California AFP alternate delegate Jeffrey Luther, M.D., of Long Beach, testified that the measure would go a long way to "support medical students who are family docs at heart but who don't think they can afford to become family doctors."

Mitchell also spoke to a second resolution introduced by the Michigan AFP that asked the Academy to work with the U.S. Congress and CMS to boost both the overall number of family medicine residency positions and the funding for those positions as the number of medical school graduates increases.

"We will not solve our health care delivery problems unless we increase the number of primary care -- and especially family medicine -- physicians," she told the reference committee.

Others who testified in the Oct. 12 hearing, including Illinois AFP delegate Michael Temporal, M.D., of Belleville, suggested that the reference committee consider adding a second resolved clause asking the Academy to support federal legislative proposals currently under consideration that are specifically intended to provide parity between primary care specialty training programs and those of other medical specialties. Enactment of such proposals, said Temporal, would have the effect of "rightsizing what's already there."

Tricia Elliott, M.D., director of the family medicine residency program at Baylor College of Medicine/Kelsey-Seybold Clinic, pointed out that current GME funding mechanisms, which fail to route funding directly to residency programs, are one of a number of factors threatening the survival of family medicine residency programs.

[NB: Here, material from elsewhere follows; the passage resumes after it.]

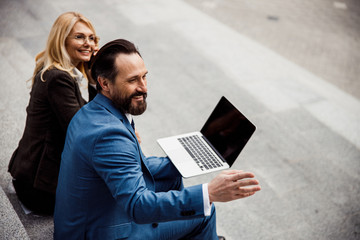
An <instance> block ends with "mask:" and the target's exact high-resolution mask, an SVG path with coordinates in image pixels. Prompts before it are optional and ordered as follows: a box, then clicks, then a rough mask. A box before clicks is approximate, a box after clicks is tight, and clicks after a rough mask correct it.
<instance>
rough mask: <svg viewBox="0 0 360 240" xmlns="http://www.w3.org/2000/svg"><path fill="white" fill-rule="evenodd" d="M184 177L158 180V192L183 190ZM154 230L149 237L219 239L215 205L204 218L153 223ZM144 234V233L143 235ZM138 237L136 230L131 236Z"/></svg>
mask: <svg viewBox="0 0 360 240" xmlns="http://www.w3.org/2000/svg"><path fill="white" fill-rule="evenodd" d="M183 187H184V186H183V182H182V178H180V177H179V178H175V179H174V178H173V179H162V180H157V181H156V192H164V191H169V190H181V189H182V188H183ZM152 225H153V227H154V230H153V231H152V232H151V234H152V236H149V238H148V239H157V240H158V239H159V240H160V239H164V240H165V239H171V240H173V239H201V240H204V239H206V240H212V239H218V237H217V233H216V211H215V207H214V205H213V206H212V209H211V215H210V216H208V217H204V218H195V219H190V220H179V221H170V222H161V223H154V224H152ZM142 236H143V235H142ZM133 237H134V239H136V232H134V233H133V234H132V235H131V238H133Z"/></svg>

But a number of delegates who testified advised caution in proceeding with an out-and-out call for more family medicine residency slots, pointing to the AAFP's newly released family physician workforce reform policy, which encompasses GME funding for family medicine training, as well as other aspects of workforce reform, such as enhancing payment for practicing FPs and reducing overall medical student debt.

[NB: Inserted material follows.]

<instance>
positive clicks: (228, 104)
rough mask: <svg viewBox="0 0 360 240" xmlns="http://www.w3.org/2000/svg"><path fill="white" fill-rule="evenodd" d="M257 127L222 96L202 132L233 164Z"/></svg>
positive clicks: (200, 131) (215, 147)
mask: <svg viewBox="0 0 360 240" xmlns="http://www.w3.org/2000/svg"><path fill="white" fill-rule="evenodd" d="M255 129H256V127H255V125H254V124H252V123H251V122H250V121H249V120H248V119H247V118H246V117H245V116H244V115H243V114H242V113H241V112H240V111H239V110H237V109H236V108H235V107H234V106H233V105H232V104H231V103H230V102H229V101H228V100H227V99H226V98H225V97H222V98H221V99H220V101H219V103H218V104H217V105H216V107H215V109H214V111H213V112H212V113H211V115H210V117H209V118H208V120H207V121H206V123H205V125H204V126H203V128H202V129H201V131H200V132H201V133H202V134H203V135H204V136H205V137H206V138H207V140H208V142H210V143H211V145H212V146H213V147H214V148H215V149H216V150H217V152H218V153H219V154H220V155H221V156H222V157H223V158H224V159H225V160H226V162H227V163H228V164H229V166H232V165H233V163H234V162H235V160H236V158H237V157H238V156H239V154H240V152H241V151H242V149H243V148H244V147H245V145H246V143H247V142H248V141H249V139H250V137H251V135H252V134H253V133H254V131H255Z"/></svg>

That last issue, in particular, rang true with Dale Moquist, M.D., of Sugar Land, Texas, chair of the AAFP delegation to the AMA, who told reference committee members, "You're not going to get medical students to look at family medicine when their debt (coming out of school) is more than $150,000."

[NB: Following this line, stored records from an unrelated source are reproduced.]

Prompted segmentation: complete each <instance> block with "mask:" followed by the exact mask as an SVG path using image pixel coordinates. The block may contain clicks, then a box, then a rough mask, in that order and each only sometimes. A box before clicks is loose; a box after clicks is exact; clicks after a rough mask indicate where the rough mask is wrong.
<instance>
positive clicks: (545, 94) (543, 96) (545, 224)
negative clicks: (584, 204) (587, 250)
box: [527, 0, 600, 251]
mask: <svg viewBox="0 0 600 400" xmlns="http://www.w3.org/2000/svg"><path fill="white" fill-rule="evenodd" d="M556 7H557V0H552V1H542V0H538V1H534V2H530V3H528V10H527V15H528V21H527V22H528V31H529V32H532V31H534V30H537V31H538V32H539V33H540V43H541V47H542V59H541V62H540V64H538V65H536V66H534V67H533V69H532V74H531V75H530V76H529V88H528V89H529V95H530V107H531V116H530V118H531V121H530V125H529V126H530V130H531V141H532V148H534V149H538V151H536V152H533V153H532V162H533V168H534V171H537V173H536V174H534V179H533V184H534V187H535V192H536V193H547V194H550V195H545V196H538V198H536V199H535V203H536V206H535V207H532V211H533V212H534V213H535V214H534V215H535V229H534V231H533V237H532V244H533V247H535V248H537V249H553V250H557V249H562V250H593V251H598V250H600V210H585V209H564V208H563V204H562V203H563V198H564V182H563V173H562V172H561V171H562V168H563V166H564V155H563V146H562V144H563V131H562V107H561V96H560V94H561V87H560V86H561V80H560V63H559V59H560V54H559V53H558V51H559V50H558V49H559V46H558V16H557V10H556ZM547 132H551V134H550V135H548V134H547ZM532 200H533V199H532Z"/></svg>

Missouri AFP alternate delegate Lawrence Rues, M.D., of Kansas City, also warned against moving too precipitously. He testified that although he agreed with the spirit of the resolution, many family medicine programs now are struggling to fill their current residency positions in an environment of uncertain funding.

Delegates seemed to take the cautionary messages to heart, adopting both resolutions on the reaffirmation calendar as representing current Academy policy or already being pursued in ongoing projects.

Another resolution included on the reaffirmation calendar called for the AAFP to "support the position that the Accreditation Council for Graduate Medical Education (ACGME) retain oversight of residency duty hours," rather than have that oversight become the purview of CMS or The Joint Commission, as recommended in a recent Institute of Medicine report to the U.S. Congress. That measure, however, was extracted for separate consideration, and delegates voted Oct. 13 to tack on a second resolved clause and adopt the entire measure.

The added clause, put forth by Indiana AFP delegate Richard Feldman, M.D., of Indianapolis, calls for the Academy to support the position that additional changes to residents' duty hours should be evidence-based.
"The current duty hours (policy) on family medicine residents is minimally disruptive," Feldman testified in the Oct. 12 hearing. "Further restrictions could be more disruptive, however.

"This needs to be an evidence-based process, rather than a political one, as it is now."

Indiana AFP delegate Richard Feldman, M.D., of Indianapolis, who is program director of the family medicine residency at St. Francis Hospital & Health Centers, comments on an amendment to a resolution on resident duty hours that he introduced during the 2009 Congress of Delegates.